3-12-2017 - 'auto': Dangerous Gimmick, or merely the innocuous result of too many programmers huffing the 'terse code' paint?

For 30 years, comp sci teachers have been trying to educate programmers out of using meaninglessly terse variable, class and object names. But now, the battle appears to be being lost, as too many programmers are failing to recognise that typenames are not an exception.

For the sake of argument, let's say I'm stupid. I like to write code like "int i = 10;". 'i' has an inherent meaning. Sure, I can look at the code and infer the meaning, but that increases cognitive load - or maybe I'm the kind of programmer that takes a perverse pride in my ability to rapidly infer meaning out of meaningless code. If the latter, I'm even dumber than I thought because I failed to realise that those brain cycles could be better spent on other things.

Let's separate this out into 4 concepts: "terseness", "aesthetics", "readability" and "meaningfulness". Compare and contrast the following two paragraphs:

"Colony is a container with fast insertion and erasure times, which doesn't invalidate pointers to non-erased elements."

versus

"Colony is a container with fast insertion and erasure times, which doesn't invalidate pointers to non-erased elements. This makes it beneficial for programs where there is substantial interlinking between different sets of elements and where elements are being erased and inserted continuously in real time."

The first paragraph is more terse. Aesthetically, there is no substantial difference between the two, unless you aesthetically prefer shorter writings - this is because aesthetics are largely subjective and meaningless, typically based more on familiarity than logic. The readability of both paragraphs is the same - it's just that the second paragraph makes you read more. But the meaningfulness of the second paragraph is greater. The second sentence in the paragraph *can* be inferred from the first, but doing so (a) increases the cognitive load of the reader and (b) increases the chance they might create an incorrect inference in their own minds, purely through the flexibility of the human brain and thinking.
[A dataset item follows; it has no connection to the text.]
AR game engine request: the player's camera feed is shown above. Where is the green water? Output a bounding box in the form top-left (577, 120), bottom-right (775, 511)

So we can see that readability and aesthetics do not necessarily have anything to do with terseness or meaningfulness, but terseness and meaningfulness can be opposed. And while there are certainly ways of writing which are both more terse and more meaningful at the same time, often there's a tradeoff. Many programmers appear to side on the 'fewer keystrokes' way of thinking, but this is a mistake if you understand that code is always read more than it is written, even if it's a program that only you yourself will ever read. Going over and over your code is made more tedious and more time-consuming if you waste cycles decrypting the semantics of it.

For this reason, teachers of comp sci will tell you to give your variables and classnames real names, ones which indicate their purpose. Even if "i" is a counter in a loop, just calling it "counter" negates other possible meanings of the variable, and makes the code more meaningful as a result. So why, now, are programmers in multiple languages opting for code similar to "auto i = 0;"?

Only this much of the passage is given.